Flag is Featured as Part of a New Display that Sheds Light on the Lesser-Known Role of the Southern States in the Revolutionary War

After being hidden away for more than two centuries, a rare 18th-century flag is now on public display for the first time since the Revolutionary War at the Museum of the American Revolution in Philadelphia. The blue silk flag served as the regimental emblem of South Carolina’s 2nd Spartan Regiment, marking its position on the battlefield.

The newly discovered flag is one of fewer than half a dozen surviving Revolutionary War flags from the South.
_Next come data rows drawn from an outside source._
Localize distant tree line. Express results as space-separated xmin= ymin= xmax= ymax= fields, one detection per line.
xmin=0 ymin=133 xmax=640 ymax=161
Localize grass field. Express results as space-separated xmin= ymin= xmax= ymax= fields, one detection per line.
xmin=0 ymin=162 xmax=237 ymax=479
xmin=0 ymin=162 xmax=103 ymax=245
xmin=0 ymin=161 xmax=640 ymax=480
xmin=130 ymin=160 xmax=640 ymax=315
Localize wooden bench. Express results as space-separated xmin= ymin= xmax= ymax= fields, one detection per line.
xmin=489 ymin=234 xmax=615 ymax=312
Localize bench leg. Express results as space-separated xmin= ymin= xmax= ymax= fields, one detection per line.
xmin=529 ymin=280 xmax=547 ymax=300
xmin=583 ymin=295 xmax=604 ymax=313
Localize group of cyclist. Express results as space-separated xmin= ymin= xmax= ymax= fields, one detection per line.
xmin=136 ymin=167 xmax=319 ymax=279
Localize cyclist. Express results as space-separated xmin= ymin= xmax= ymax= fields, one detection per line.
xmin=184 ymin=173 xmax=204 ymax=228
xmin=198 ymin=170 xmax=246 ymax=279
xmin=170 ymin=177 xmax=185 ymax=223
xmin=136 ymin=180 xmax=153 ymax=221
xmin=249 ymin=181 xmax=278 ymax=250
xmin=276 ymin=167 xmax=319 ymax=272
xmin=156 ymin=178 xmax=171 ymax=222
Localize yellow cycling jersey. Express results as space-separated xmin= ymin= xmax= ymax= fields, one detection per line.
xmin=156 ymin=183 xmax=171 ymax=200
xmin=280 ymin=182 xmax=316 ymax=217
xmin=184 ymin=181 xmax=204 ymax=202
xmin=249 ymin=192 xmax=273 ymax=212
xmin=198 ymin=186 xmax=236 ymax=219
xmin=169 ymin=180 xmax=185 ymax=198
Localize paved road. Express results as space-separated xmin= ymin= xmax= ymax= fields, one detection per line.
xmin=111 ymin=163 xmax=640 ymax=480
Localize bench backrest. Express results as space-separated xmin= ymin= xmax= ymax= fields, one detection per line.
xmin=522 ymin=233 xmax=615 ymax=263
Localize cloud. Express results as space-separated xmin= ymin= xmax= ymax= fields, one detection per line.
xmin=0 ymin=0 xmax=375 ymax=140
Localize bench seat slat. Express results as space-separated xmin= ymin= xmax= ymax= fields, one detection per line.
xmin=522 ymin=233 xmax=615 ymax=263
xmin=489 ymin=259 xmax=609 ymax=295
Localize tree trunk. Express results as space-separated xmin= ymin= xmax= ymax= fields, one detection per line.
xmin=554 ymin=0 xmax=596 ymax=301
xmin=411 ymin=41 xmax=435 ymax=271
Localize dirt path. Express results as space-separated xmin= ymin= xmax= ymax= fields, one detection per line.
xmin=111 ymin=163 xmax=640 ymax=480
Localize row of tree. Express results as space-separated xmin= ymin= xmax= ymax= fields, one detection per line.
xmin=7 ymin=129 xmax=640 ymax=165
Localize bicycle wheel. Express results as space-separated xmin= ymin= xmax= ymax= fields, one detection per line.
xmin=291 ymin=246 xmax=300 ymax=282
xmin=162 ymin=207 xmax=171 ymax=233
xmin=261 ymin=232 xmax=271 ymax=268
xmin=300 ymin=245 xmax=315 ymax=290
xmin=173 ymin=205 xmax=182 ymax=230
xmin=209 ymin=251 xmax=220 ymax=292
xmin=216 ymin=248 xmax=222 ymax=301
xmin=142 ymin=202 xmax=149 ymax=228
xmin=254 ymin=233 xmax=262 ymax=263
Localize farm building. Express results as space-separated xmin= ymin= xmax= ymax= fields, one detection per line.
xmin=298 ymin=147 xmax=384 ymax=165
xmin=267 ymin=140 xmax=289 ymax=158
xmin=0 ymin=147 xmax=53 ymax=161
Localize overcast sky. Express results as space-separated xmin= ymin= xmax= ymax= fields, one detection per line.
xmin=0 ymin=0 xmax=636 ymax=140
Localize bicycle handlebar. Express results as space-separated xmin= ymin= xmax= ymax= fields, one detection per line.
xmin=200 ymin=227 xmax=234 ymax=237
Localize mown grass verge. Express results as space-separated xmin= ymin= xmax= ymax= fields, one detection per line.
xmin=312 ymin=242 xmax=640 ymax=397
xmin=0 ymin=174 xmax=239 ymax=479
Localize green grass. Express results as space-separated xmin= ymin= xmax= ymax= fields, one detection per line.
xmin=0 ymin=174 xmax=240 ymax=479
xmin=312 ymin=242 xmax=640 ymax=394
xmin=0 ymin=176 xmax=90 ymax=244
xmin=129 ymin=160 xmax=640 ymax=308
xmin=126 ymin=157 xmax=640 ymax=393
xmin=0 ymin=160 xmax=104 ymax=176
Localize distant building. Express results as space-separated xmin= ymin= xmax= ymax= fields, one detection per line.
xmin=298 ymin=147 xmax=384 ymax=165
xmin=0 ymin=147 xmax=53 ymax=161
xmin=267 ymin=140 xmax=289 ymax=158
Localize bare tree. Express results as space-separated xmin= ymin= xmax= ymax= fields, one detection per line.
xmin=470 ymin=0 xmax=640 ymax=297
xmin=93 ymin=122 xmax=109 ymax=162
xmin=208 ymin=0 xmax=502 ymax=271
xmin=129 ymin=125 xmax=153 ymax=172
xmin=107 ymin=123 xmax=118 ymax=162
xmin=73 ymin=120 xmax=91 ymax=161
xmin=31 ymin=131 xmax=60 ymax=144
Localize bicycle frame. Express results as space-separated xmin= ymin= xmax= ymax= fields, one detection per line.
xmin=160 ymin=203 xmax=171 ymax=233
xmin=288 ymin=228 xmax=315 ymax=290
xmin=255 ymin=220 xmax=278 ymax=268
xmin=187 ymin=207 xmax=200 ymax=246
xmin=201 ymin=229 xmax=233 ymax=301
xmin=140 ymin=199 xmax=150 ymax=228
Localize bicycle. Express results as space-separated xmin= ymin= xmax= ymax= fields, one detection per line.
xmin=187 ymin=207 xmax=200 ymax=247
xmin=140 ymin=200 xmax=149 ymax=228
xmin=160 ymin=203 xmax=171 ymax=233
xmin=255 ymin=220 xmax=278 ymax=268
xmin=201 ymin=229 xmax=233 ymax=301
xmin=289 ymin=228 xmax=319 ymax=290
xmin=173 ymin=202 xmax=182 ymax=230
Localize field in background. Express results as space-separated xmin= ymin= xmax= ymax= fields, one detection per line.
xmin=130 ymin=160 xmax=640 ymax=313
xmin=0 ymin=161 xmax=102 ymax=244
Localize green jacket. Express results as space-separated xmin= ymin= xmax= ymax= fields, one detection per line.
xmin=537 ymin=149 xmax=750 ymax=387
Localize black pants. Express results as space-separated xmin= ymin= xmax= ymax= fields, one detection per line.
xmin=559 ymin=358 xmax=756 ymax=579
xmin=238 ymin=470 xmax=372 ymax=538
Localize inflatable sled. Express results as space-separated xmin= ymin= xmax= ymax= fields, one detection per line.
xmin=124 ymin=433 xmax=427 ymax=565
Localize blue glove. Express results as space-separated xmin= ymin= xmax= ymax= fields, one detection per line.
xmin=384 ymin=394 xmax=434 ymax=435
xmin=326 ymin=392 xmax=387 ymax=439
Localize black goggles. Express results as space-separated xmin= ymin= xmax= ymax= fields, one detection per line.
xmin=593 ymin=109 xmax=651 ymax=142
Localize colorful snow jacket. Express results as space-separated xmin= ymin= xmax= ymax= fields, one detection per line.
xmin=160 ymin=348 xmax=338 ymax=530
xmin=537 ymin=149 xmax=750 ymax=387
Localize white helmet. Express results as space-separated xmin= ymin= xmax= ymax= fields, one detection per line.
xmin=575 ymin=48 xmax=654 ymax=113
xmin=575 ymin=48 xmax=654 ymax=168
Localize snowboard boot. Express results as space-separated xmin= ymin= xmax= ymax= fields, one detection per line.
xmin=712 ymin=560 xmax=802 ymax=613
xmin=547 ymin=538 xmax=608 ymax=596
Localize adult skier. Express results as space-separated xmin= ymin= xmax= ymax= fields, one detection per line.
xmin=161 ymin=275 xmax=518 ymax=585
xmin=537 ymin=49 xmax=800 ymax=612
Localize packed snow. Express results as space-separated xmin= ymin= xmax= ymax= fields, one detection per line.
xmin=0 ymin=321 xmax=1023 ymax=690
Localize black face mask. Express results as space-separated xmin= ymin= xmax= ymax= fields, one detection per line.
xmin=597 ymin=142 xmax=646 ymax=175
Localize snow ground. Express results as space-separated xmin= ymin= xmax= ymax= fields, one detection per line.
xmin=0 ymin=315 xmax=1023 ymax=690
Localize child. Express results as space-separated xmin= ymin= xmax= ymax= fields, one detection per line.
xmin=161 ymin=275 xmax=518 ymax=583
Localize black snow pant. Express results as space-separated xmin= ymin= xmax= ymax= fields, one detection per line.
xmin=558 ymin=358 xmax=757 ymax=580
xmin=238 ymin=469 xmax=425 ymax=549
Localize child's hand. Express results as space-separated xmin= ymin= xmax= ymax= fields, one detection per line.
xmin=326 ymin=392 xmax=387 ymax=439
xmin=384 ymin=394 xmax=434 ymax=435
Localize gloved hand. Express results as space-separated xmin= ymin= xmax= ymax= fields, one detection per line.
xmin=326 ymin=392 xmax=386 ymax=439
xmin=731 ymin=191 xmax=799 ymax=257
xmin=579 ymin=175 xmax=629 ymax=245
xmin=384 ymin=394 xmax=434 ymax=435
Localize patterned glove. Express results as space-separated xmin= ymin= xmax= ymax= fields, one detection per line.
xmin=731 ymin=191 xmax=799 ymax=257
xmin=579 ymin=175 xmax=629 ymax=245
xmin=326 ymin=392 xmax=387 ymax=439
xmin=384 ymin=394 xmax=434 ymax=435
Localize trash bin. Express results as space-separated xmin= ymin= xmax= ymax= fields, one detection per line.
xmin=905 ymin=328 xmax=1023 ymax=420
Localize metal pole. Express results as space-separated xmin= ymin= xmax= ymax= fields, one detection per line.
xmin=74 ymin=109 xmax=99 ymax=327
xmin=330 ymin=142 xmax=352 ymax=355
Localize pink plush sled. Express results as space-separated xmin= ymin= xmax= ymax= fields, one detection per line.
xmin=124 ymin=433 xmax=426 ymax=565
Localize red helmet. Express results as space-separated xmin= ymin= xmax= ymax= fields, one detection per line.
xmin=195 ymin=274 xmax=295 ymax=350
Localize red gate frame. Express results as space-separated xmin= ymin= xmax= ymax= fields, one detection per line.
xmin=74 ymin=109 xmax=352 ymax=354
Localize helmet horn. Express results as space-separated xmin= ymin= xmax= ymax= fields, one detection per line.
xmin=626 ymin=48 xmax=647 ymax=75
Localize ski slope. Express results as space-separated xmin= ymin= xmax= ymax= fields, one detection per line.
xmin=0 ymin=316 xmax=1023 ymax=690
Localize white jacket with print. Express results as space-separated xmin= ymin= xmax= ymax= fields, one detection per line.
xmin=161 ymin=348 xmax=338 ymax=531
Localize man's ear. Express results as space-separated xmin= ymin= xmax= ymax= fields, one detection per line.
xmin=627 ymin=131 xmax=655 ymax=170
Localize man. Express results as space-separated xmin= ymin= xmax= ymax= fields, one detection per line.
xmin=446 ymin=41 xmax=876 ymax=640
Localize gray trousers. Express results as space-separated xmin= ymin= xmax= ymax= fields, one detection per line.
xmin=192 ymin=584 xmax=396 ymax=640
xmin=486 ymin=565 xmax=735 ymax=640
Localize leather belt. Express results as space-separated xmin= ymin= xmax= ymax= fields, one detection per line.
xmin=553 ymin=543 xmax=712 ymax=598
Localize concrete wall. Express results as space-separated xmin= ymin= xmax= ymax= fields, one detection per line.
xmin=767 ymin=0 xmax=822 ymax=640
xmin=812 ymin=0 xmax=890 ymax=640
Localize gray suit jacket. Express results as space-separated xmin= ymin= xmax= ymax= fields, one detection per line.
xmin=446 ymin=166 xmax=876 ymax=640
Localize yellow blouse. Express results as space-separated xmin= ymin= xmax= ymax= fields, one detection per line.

It is now on view as part of a new display that explores the important, yet lesser-known role that soldiers from the Southern states played in securing American Independence.

“It is an incredible honor to be able to share this remarkable national treasure with the public for the first time,” said Dr. R. Scott Stephenson, President and CEO of the Museum, adding “there is nothing quite like standing in the presence of an object that witnessed our nation’s desperate struggles for liberty and independence. As we celebrate Independence Day, objects like this can and should inspire to reflect on what the American Revolution’s promises of liberty, equality, and self-governance mean for all of us today.”

The 2nd Spartan Regiment was led by Pennsylvania-born Colonel Thomas Brandon (1741-1802). His family reverently preserved the regimental flag in a small wooden chest that was inscribed with the names of each descendant who inherited it until the mid-20th century. The chest is also on view at the Museum alongside the flag, both of which are on loan from Nick Manganiello and Francine Carrick.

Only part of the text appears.